Dieser Testbericht zeigt auf, wie verdächtige Ereignisse (Suspicious Events), insbesondere, wenn sie in großen Datenmengen (Big Data) vergraben sind, durch den konsequenten und effzienten Einsatz von Security Monitoring und Log Management aufgedeckt werden können. Ohne den Einsatz einer solchen Lösung bleiben bösartige Aktivitäten (Malicious Activities ) in einem Netzwerk meistens unbemerkt.
Immer wieder wird deutlich, dass die eigentliche Schwierigkeit heute nicht in der Eliminierung von Schadsoftware liegt, sondern eher darin, diese überhaupt zu entdecken. So habe ich im Laufe der letzten Zeit folgende Aussagen aus dem Classifed-Bereich gesammelt:

- Es ist keine Seltenheit, dass auf Rechnern von Geheimdiensten Trojaner ein halbes Jahr lang unbemerkt bleiben.
2. Rootkits werden heute von Hackern unbemerkt im Flash-Speicher von Grafikkarten abgelegt. Eine Neuinstallation des Betriebssystems wirkt sich nicht auf das Rootkit aus.
3. Virenscanner werden gerne und oft missbraucht, um die Kontrolle über Systeme zu übernehmen.
So schreibt das US-amerikanische Department of Defense in seinem Bericht „Department of Defense Strategy for Operating in Cyberspace (July 2011)“: „We recognize that there may be malicious activities on DoD networks and systems that we have not yet detected“.
Dies sind nur ein paar wenige Beispiele, aus denen die Wichtigkeit und Notwendigkeit von Security Monitoring und Log Management, d. h. einer konsequenten IT-Sicherheitsüberwachung, klar hervorgeht. Mit Security Monitoring meine ich in dieser Publikation das proaktive Überwachen von verdächtigen Sicherheitsereignissen mit einer Real-Time-Komponente. Log Management bedeutet die reaktive Recherche von Sicherheitsereignissen in der Log-Datenbank. Weiterhin behandle ich die Begriffe Security Monitoring/Log Management, Überwachungssystem und Security Information and Event Management (SIEM)-System synonym zueinander.
Ein Überwachungssystem stellt zwar eine wesentliche Komponente in einem Sicherheitssystem dar, jedoch muss es mit Sicherheitsintelligenz (Security Intelligence) und Sicherheitsfeatures von Firewalls, Intrusion Detection and Prevention (IDP)-Systemen, Anti Virus (AV)-Systemen und vielen weiteren Methoden gefüttert werden.

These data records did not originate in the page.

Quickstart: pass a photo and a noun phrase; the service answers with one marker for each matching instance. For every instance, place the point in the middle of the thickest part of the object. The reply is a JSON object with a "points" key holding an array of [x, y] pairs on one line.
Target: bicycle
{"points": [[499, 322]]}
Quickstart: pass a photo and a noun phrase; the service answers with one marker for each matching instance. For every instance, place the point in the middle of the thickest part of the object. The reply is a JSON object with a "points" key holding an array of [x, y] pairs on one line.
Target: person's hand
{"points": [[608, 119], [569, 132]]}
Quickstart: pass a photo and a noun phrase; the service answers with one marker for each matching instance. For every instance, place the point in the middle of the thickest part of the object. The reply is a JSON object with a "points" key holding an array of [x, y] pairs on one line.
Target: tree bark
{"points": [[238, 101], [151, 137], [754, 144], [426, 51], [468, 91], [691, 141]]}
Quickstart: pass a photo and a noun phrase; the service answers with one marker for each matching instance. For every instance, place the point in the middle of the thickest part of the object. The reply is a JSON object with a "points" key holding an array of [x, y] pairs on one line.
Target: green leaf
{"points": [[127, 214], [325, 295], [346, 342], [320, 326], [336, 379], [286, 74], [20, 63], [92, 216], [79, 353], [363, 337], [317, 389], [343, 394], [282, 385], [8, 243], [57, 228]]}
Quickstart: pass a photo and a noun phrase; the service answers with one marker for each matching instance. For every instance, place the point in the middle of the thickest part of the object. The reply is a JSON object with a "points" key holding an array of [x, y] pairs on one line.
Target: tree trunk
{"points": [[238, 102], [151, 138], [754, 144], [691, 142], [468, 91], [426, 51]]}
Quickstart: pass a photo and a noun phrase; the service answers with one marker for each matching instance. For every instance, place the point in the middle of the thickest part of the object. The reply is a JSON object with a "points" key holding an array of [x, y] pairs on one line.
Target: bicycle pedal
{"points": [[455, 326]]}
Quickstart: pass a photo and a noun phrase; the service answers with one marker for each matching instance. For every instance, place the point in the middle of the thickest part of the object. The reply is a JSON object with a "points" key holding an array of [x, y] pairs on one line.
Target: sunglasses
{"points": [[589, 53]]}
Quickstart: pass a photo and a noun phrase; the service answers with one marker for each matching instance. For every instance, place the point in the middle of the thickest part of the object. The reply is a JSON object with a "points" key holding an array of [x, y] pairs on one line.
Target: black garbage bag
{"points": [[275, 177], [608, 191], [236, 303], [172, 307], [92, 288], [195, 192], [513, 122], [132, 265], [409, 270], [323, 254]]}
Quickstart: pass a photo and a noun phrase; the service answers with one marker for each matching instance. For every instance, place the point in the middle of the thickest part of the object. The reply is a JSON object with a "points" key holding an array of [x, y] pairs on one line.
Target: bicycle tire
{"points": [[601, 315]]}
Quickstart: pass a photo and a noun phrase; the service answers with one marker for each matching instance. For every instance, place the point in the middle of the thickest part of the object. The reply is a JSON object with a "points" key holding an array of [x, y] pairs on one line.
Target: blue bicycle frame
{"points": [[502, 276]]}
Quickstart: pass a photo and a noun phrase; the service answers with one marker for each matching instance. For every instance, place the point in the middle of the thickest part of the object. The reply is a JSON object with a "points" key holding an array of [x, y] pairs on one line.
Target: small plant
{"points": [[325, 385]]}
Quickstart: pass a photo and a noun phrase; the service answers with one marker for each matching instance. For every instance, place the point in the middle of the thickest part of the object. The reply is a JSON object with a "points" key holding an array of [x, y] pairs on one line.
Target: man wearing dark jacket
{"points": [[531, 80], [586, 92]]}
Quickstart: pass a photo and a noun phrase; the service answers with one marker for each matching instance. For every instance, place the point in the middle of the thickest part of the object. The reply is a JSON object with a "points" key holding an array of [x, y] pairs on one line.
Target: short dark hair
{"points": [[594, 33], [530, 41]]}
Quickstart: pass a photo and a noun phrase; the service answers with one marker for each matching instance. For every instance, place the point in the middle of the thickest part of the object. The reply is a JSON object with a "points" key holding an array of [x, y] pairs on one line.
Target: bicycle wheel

Aufbauend auf diese Informationen und begleitet durch eine eigene Security Intelligence steht dem Security Analyst durch ein SIEM-System eine moderne Überwachungskomponente zur Verfügung. Aufgrund unserer strategischen Partnerschaft mit dem amerikanischen SIEM-Hersteller Sensage (www. sensage. com) zeige ich in diesem Testbericht alle Facetten der Sicherheitsüberwachung auf einem Sensage-System. Der Bereich Firewalls, IDP- und AV-Systeme bezieht sich auf Produkte der Hersteller Cisco Systems und Juniper Networks, auf die wir seit Jahren durch das Trainings- und Projektgeschäft spezialisiert sind.

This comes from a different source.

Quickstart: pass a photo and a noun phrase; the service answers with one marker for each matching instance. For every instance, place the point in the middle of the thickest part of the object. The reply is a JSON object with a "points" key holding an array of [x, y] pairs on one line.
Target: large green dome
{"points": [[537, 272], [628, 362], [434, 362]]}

Um die Sicherheitsintelligenz bereitzustellen, greife ich insbesondere durch den Einsatz von IDP- und AV-Systemen auf Signatur-basierte Lösungen zurück. Diese Lösungen allein sind allerdings nicht ausreichend, um verdächtiges Verhalten aufzuspüren. Daher kombiniere ich sie mit heuristischen Methoden auf Grundlage eines pragmatischen Ansatzes.